A BIS Press Release (Next steps making midata a reality) seems to have resulted in folk tweeting today about the #midata consultation that was announced last month. If you haven’t been keeping up, #midata is the policy initiative around getting companies to make “[consumer data] that may be actionable and useful in making a decision or in the course of a specific activity” (whatever that means) available to users in a machine readable form. To try to help clarify matters, several vignettes are described in this July 2012 report – Example applications of the midata programme – which plays the role of a ‘draft for discussion’ at the September midata Strategy Board [link?]. Here’s a quick summary of some of them:
- form filling: a personal datastore will help you pre-populate forms and provide certified evidence of things like: proof of her citizenship, qualified to drive, passed certain exams and achieved certain qualifications, passed a CRB check, and so on. (Note: I’ve previously tried to argue the case for the OU starting to develop a service (OU Qualification Verification Service) around delivering verified tokens relating to the award of OU degrees, and degrees awarded by the polytechnics, as was (courtesy of the OU’s CNAA Aftercare Service), but after an initial flurry of interest, it was passed on. midata could bring it back maybe?
- home moving admin: change your details in a personal “mydata” data store, and let everyone pick up the changes from there. Just think what fun you could have with an attack on this;-)
- contracts and warranties dashboard: did my crApple computer die the week before or after the guarantee ran out?
- keeping track of the housekeeping: bank and financial statement data management and reporting tools. I thought there already was software for doing this? do we use it though? I’d rather my bank improved the tools it provided me with?
- keeping up with the Jones’s: how does my house’s energy consumption compare with that of my neighbours?
- which phone?
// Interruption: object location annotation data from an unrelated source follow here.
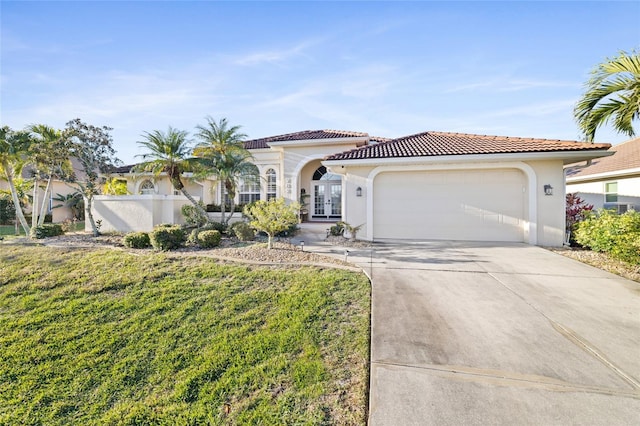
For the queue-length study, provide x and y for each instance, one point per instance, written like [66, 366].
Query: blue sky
[387, 68]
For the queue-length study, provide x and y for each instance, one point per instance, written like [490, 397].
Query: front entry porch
[321, 194]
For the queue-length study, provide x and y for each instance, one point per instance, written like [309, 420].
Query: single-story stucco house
[432, 185]
[610, 182]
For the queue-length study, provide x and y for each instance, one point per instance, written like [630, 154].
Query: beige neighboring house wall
[127, 213]
[609, 182]
[59, 214]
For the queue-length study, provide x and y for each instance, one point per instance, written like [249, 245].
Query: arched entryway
[326, 195]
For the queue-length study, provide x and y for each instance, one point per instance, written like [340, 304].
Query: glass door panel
[318, 200]
[336, 199]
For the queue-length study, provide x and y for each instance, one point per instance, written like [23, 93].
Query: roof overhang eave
[605, 175]
[567, 157]
[358, 140]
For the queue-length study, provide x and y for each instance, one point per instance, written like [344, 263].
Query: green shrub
[243, 231]
[137, 240]
[617, 235]
[192, 215]
[46, 230]
[167, 237]
[215, 226]
[209, 239]
[7, 211]
[211, 226]
[337, 230]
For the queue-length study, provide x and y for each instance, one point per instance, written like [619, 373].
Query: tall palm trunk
[44, 201]
[88, 202]
[232, 201]
[34, 202]
[16, 203]
[178, 185]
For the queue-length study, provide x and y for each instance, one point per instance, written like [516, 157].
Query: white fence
[128, 213]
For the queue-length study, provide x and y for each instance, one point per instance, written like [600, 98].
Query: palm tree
[222, 154]
[13, 152]
[612, 94]
[169, 153]
[50, 157]
[219, 138]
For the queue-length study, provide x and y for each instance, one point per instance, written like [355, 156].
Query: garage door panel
[485, 205]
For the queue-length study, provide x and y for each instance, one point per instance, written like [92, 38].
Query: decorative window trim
[272, 184]
[249, 190]
[611, 192]
[147, 187]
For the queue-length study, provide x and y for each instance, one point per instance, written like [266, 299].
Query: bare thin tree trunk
[44, 201]
[89, 215]
[34, 203]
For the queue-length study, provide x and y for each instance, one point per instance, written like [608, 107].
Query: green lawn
[107, 337]
[10, 230]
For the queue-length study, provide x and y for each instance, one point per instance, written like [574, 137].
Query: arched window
[147, 187]
[271, 184]
[249, 189]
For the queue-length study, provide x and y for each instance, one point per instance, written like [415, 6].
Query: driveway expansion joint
[509, 379]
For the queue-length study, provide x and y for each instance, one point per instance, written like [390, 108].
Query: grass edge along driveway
[108, 337]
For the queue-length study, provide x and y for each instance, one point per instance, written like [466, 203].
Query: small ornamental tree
[577, 210]
[272, 216]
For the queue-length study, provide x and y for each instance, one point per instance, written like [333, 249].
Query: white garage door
[473, 205]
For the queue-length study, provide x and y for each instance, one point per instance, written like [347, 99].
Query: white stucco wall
[593, 192]
[128, 213]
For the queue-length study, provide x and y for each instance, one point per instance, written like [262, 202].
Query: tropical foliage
[576, 210]
[612, 95]
[222, 155]
[48, 156]
[169, 152]
[272, 217]
[115, 186]
[617, 235]
[13, 152]
[92, 146]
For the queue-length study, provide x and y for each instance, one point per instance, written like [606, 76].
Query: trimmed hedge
[209, 239]
[47, 230]
[137, 240]
[167, 237]
[617, 235]
[243, 231]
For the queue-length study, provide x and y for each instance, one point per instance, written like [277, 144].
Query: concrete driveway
[473, 333]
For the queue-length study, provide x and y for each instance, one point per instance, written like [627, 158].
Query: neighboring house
[610, 182]
[57, 209]
[431, 185]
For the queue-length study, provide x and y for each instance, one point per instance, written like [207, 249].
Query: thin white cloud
[507, 84]
[274, 56]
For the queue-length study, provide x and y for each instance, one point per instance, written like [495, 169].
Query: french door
[327, 200]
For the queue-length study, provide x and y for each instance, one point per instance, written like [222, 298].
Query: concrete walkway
[474, 333]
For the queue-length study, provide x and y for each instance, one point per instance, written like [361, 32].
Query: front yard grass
[109, 337]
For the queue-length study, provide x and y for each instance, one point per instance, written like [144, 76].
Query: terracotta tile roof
[430, 144]
[627, 156]
[304, 135]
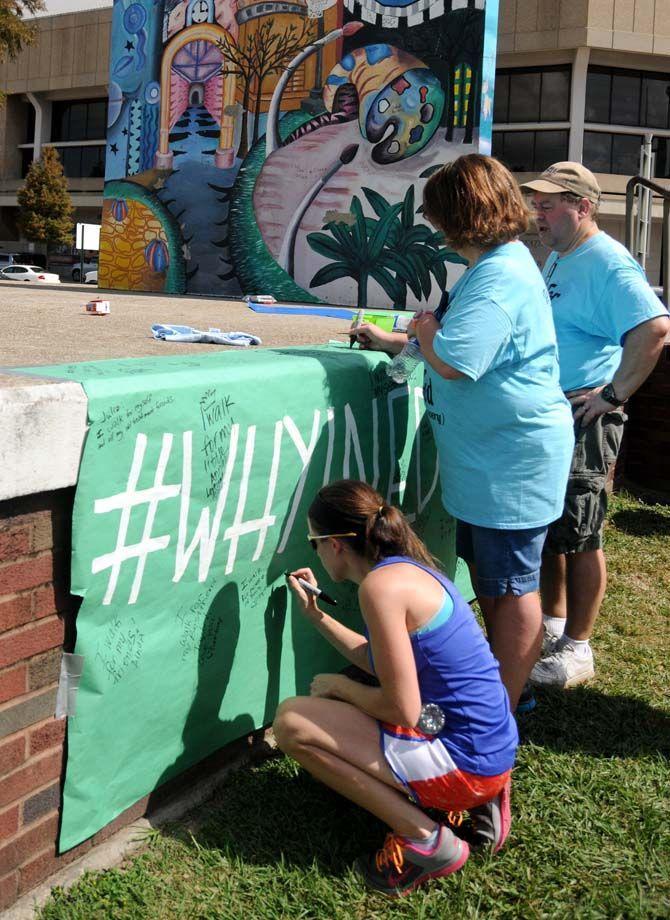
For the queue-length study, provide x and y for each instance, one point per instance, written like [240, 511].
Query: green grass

Pick a tariff automatically based on your actual phone usage. From going through this recently, the problem is not with knowing how I use my phone (easy enough to find out), it’s with navigating the mobile phone sites trying to understand their offers. (And why can’t Vodafone send me an SMS to say I’m 10 minutes away from using up this month’s minutes, rather than letting me go over? The midata answer might be an agent that looks at my usage info and tells me when I’m getting close to my limit, which requires me having access to my contract details in a machine readable form, I guess?
And here’s a BIS blog post summarising them: A midata future: 10 ways it could shape your choices.
(The #midata policy seems based on a belief that users want better access to data so they can do things with it. I’m not convinced – why should I have to export my bank data to another service (increasing the number of services I must trust) rather than my bank providing me with useful tools directly? I guess one way this might play out is that any data that does dribble out may get built around by developers who then sell the tools back to the data providers so they can offer them directly? In this context, I guess I should read the BIS commissioned Jigsaw Research report: Potential consumer demand for midata.)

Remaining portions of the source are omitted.